The Hotel Belleclaire has seen many faces (including famous ones like Maxim Gorky, Babe Ruth and Mark Twain) and has also endured its share of dramatic action. But in recent years it has undergone quite the renovation, becoming the quintessentially boutique hotel it is today. As Milton so eloquently describes:
But the lobby has since been recreated with an eye toward the hotel’s elegant past. It is now light-filled and wood paneled, with subtle dark stone insets in the walls near the elevators. After much work, the simple original mosaic — worthy of a prosperous Pompeian merchant’s home — has been unearthed. Hiding beyond a black dropped ceiling and lost to everyone’s memory was a vast expanse of glass which once covered the hotel’s fashionable Palm Court and has now been restored to its full glory.

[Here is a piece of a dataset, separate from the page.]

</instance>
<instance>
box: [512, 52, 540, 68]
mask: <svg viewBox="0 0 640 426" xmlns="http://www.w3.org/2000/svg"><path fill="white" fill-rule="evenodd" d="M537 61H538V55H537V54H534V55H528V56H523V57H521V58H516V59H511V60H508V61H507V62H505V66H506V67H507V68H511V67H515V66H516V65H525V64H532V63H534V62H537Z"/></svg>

In addition, the hotel is currently undergoing “a partial exterior restoration, an undertaking which will help bring back much of its original grandeur.” All the changes themselves have an impact as they are happening, as Hotel Belleclaire Manager Robert Holmes said pointing out that where the limestone was from (Indiana) and how it “pulled up from a site close to one [architecture Emery] Roth used for the original limestone decorations.”
As Winston Churchill once said, “we shape our buildings; thereafter they shape us.” With this statement he must have been referring to the Hotel Belleclaire.